United States District Court, Second Circuit

November 27, 2013



LAWRENCE E. KAHN, District Judge.


This action for copyright infringement and related claims comes before the Court on a Motion by Defendant Rich and Gardner Construction Company ("Rich & Gardner") for judgment on the pleadings under Federal Rule of Civil Procedure 12(c). Dkt. No. 44 ("Motion"); see Dkt. No. 52 ("Reply"). Defendants RD Palmer Enterprises and Richard Palmer (collectively, "Palmer") and Dunn & Sgromo Engineers ("Dunn & Sgromo") join in the Motion, see Dkt. Nos. 46-47; 51; 53, while Plaintiff Brian R. Buttner ("Plaintiff") opposes it.[1] Dkt. Nos. 48; 49 ("Response"). For the following reasons, the Motion is granted in full.


Plaintiff is an architect who resides in New York. Dkt. No. 1 ("Complaint") ¶ 4. All Defendants are also New York residents. Id . ¶¶ 5-9. On March 14, 2006, Palmer hired Plaintiff to provide various services relating to the renovation of a gas station in Cortland, New York, owned and operated by Palmer. Id . ¶¶ 15, 28. Among the services Plaintiff rendered was the creation of architectural drawings ("Plans"). Id . ¶¶ 18-19, 21. Under Plaintiff's agreement with Palmer, Plaintiff retained copyright ownership in the Plans. Id . ¶ 16. Plaintiff registered his copyrights in the Plans on July 27, 2011. Id . ¶ 22.

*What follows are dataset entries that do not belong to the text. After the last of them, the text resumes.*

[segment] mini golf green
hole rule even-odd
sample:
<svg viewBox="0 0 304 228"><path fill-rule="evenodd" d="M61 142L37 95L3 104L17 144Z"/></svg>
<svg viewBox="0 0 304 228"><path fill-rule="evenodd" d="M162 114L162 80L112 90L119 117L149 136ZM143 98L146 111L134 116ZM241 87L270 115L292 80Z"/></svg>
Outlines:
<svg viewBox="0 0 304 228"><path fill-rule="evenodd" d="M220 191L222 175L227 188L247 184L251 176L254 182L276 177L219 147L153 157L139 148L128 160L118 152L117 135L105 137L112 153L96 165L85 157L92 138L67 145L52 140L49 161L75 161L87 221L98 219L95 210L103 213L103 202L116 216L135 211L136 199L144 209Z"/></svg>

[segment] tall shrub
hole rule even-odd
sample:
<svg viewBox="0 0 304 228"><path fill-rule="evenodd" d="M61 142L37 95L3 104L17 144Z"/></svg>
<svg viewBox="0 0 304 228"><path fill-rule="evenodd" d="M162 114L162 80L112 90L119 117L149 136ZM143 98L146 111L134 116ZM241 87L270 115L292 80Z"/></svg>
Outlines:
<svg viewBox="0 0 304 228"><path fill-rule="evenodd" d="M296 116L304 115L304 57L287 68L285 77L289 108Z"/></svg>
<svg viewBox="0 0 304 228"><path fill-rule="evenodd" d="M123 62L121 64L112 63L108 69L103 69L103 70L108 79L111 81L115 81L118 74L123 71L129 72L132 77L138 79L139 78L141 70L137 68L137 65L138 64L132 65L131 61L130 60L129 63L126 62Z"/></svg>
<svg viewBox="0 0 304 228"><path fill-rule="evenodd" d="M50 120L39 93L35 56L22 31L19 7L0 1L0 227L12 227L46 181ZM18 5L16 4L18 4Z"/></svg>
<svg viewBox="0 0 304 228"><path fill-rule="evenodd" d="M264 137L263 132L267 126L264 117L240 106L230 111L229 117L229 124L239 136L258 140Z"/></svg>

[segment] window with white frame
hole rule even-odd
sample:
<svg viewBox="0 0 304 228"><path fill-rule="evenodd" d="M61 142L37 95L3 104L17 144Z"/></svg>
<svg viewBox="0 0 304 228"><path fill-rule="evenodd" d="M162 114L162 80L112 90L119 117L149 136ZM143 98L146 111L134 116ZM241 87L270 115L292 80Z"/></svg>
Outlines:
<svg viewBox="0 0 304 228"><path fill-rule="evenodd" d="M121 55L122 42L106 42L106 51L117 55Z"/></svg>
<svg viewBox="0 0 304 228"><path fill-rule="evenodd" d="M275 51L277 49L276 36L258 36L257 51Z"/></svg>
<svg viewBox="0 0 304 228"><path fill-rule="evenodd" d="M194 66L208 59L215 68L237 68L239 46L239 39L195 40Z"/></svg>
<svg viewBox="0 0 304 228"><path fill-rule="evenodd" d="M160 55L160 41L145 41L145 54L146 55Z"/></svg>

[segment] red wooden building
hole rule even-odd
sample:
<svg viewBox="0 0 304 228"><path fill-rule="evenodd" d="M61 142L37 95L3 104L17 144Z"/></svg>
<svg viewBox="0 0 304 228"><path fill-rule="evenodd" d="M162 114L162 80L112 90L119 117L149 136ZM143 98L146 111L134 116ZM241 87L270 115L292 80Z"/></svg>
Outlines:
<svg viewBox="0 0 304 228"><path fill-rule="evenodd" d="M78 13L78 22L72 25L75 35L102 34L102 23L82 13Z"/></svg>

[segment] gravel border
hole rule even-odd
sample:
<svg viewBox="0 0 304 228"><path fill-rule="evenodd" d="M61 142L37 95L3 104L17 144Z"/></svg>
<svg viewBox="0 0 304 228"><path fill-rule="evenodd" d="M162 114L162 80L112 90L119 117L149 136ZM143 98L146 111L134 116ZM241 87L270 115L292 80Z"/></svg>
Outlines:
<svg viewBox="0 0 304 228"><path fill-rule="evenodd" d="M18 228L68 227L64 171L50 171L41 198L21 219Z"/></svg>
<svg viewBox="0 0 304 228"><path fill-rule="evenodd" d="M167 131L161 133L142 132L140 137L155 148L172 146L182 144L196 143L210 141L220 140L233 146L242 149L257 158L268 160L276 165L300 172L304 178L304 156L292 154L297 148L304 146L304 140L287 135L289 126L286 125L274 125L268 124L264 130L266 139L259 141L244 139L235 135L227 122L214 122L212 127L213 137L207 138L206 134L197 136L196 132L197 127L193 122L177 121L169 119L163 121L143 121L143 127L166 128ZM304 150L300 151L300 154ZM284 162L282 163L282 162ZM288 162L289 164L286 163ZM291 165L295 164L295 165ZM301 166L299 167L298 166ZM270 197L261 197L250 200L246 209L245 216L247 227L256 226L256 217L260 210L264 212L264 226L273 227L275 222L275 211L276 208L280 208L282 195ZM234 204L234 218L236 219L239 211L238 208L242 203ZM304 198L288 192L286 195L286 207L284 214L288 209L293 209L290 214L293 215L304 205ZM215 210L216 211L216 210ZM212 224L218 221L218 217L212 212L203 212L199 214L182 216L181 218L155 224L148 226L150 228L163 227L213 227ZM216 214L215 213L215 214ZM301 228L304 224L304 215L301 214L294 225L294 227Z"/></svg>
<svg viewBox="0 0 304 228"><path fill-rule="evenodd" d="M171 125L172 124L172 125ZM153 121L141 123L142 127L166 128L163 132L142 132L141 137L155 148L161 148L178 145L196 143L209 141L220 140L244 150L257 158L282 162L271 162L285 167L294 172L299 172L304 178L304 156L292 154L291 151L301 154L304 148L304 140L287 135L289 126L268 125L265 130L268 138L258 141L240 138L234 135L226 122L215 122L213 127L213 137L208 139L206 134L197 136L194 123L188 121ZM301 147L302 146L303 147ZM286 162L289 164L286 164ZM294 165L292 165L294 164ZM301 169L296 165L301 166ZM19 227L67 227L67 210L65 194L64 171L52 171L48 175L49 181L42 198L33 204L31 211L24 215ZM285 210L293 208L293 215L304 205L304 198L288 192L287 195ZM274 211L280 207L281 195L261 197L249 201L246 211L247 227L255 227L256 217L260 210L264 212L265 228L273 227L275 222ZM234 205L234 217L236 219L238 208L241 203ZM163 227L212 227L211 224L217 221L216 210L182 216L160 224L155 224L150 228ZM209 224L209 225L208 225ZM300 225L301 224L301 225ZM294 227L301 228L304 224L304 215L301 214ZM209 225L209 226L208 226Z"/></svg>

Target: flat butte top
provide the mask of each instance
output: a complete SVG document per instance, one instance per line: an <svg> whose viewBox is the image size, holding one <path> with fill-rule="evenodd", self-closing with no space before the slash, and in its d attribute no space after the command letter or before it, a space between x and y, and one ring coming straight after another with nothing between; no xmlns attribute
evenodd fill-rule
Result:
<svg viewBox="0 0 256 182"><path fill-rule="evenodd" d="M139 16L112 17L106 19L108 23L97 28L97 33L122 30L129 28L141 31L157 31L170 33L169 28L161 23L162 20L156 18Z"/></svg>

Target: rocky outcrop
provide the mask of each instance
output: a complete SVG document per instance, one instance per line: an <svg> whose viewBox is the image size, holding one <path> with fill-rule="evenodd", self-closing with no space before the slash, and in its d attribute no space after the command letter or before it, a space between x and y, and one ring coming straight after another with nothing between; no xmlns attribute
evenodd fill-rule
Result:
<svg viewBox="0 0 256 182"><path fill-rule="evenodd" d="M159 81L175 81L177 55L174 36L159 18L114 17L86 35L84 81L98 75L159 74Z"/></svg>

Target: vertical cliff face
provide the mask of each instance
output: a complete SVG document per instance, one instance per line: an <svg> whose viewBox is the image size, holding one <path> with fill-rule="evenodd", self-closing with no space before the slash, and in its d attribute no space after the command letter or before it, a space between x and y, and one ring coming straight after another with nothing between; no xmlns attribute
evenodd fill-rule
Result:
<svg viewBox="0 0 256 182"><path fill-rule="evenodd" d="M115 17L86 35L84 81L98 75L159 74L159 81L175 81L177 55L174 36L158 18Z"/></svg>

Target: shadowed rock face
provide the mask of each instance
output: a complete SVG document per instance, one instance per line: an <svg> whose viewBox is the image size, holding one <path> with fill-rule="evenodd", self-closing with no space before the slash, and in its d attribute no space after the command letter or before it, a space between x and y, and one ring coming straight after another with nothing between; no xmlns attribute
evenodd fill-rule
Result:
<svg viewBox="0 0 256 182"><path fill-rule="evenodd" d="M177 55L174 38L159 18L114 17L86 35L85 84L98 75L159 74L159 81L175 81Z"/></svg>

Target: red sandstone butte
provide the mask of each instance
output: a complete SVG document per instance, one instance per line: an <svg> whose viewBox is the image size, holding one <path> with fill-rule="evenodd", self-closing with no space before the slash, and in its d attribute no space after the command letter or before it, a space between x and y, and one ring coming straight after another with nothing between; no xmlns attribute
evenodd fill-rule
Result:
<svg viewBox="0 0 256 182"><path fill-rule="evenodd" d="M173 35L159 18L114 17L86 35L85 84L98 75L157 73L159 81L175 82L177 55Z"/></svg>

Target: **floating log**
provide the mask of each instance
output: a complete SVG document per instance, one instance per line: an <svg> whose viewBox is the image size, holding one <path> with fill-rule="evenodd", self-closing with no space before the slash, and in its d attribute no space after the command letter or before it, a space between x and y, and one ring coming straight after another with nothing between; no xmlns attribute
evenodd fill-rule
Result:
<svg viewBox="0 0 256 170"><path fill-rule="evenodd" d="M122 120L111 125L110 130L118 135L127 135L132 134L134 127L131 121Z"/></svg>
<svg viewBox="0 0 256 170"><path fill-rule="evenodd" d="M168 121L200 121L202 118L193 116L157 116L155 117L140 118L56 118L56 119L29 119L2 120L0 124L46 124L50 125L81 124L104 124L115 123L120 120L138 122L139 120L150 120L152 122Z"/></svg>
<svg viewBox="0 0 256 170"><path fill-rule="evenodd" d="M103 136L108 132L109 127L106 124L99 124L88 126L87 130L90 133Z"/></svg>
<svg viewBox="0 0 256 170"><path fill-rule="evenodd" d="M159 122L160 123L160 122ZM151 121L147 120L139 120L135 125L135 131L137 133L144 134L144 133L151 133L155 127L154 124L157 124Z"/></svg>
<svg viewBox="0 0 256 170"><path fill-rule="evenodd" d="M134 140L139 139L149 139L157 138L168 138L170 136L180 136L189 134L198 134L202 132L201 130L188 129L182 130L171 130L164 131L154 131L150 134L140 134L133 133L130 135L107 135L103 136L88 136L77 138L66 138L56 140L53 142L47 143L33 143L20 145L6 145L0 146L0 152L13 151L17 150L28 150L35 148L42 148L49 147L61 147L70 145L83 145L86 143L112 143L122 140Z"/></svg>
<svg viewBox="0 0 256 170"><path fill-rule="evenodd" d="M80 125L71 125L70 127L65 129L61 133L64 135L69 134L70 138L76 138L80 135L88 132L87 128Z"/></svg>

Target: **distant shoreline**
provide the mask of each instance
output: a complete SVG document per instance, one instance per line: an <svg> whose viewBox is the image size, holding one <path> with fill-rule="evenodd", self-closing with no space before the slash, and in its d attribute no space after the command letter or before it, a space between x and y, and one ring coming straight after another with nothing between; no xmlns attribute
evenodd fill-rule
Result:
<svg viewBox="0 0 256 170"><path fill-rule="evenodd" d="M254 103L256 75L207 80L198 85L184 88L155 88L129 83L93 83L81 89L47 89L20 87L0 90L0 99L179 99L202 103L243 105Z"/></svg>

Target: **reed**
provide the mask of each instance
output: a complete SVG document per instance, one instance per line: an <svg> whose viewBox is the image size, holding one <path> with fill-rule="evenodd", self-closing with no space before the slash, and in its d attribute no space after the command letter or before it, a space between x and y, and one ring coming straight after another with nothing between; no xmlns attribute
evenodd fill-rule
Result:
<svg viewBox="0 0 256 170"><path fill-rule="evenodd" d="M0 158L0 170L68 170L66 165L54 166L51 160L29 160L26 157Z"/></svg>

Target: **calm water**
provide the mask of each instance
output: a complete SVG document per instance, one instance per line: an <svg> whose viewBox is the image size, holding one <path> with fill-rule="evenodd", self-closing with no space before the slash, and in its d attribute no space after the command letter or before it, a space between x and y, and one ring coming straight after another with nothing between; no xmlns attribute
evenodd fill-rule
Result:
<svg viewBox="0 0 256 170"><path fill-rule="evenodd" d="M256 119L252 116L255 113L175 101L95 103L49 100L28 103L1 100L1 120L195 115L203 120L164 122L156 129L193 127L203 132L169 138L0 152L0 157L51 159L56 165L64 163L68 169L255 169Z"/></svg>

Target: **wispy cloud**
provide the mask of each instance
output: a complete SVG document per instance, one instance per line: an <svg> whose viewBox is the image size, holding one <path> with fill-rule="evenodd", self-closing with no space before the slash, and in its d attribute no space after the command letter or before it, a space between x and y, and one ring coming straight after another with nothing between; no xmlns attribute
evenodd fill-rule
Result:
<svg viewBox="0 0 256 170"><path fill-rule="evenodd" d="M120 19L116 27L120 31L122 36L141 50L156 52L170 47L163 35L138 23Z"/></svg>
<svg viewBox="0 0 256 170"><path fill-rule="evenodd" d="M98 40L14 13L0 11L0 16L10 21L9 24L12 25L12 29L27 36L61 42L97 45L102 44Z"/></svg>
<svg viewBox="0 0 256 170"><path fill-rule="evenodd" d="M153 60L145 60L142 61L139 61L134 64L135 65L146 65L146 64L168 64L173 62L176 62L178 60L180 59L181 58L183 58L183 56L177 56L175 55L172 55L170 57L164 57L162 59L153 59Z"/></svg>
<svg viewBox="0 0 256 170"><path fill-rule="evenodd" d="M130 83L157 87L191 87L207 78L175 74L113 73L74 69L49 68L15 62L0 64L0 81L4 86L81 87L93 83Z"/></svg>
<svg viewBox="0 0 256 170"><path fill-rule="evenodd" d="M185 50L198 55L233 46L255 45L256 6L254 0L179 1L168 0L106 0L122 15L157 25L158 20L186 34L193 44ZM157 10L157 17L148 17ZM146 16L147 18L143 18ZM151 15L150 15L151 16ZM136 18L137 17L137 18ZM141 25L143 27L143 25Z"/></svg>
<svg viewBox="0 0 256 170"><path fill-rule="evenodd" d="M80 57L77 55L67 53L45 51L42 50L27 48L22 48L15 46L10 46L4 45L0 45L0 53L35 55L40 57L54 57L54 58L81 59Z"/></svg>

Plaintiff gave Palmer a copy of the Plans in March or April 2006. Id . ¶ 20. Plaintiff revised the Plans thereafter through January 2008 according to Palmer's instructions and provided Palmer with copies of the revised Plans. Id . The gas station renovations began in 2010, with the participation of all Defendants, and were completed sometime before Autumn 2011. Id . ¶¶ 25-29. Plaintiff commenced this action on March 26, 2013, claiming that Defendants infringed his copyrights and Palmer breached a contract by completing the gas station renovations. See, e.g., id. ¶¶ 24-27, 30-31, 40-42. Plaintiff also brought claims under New York law for unjust enrichment and unfair competition arising out of the same events. Id . ¶¶ 44-53. The Motion seeks judgment that these noncontractual state-law claims are preempted by the Copyright Act of 1976 ("Copyright Act"), 17 U.S.C. § 101 et seq., and that Plaintiff cannot obtain attorney's fees, statutory damages, or punitive damages in this action. See generally Mot.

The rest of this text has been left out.